If someone wants to analyze the correlation between my movie choices and my political leanings, go ahead. But, of course, I live and watch movies in the US and not some repressive country that would jail me for enjoying ‘Breaking Away’ or ‘Breakfast Club’, and I live a very public life.
Narayanan and Shmatikov have conclusively demonstrated that there cannot be a separation between personal and non-personal: algorithms like theirs make this intuitive distinction meaningless. So any software solution – like Netflix – that has reserved the right to share, distribute or publish anonymized data based on large populations of users will likely be blocked in any attempt to actually use that data in that way. Even if the sharing is not done in a fully open way – as Netflix did when it opened its dataset up for the contest – there is the distinct possibility that senstive inferences can be associated with specific identities in the user base, and this will peirce the veils of privacy and secrecy.
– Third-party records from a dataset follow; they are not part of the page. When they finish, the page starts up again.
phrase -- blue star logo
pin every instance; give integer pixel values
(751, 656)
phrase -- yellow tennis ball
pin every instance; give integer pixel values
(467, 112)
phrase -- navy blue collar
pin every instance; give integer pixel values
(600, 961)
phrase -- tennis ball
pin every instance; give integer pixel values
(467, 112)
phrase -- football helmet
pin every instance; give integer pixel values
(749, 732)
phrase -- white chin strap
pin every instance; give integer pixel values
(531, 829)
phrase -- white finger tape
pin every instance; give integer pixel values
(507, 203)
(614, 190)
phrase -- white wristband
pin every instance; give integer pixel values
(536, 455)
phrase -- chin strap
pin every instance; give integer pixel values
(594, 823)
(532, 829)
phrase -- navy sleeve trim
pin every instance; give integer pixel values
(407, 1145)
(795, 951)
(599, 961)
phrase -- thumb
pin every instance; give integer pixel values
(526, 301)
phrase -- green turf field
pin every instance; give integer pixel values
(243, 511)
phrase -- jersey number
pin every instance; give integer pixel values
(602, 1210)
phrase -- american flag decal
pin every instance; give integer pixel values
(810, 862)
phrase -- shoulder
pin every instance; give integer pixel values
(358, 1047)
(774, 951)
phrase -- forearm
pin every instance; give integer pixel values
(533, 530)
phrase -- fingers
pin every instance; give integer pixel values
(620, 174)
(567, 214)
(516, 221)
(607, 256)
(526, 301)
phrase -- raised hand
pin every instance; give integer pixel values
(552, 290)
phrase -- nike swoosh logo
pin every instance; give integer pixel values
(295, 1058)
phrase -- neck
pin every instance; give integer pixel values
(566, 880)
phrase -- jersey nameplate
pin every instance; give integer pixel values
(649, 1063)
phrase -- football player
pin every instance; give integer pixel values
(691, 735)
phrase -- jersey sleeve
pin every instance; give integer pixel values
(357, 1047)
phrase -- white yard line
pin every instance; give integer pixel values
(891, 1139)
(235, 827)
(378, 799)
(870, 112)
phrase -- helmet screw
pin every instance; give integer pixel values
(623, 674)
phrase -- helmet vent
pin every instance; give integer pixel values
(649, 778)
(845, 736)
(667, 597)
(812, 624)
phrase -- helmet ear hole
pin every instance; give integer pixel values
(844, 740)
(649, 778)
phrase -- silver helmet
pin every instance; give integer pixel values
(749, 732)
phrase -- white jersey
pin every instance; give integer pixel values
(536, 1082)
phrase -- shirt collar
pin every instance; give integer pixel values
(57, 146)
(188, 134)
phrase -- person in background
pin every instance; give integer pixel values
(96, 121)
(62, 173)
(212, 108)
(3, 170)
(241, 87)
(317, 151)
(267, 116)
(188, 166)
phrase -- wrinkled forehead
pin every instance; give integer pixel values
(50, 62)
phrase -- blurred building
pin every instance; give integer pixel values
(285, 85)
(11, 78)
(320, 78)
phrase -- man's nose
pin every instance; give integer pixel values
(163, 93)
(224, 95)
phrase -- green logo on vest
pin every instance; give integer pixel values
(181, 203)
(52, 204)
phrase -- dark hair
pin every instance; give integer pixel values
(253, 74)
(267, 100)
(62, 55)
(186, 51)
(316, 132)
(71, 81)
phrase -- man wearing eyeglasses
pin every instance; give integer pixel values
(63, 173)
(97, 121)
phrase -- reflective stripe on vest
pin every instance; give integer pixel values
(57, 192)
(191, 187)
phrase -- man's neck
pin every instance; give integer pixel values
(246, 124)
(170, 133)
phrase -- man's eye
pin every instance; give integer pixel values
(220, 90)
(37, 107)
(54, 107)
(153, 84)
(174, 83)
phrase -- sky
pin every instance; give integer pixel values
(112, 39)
Users have granted the right to Netflix to manage information about their viewing habits, and to use it in specific ways to make recommendations. But if it came to light that a part of their internal algorithm inferred explicitly what users’ sexual preferences are, for example, and stored that data somewhere – even if only for the length of a session – wouldn’t that be problematic, too? The possibility that such information exists would lead to the potential of all sorts of troublesome identity and privacy issues.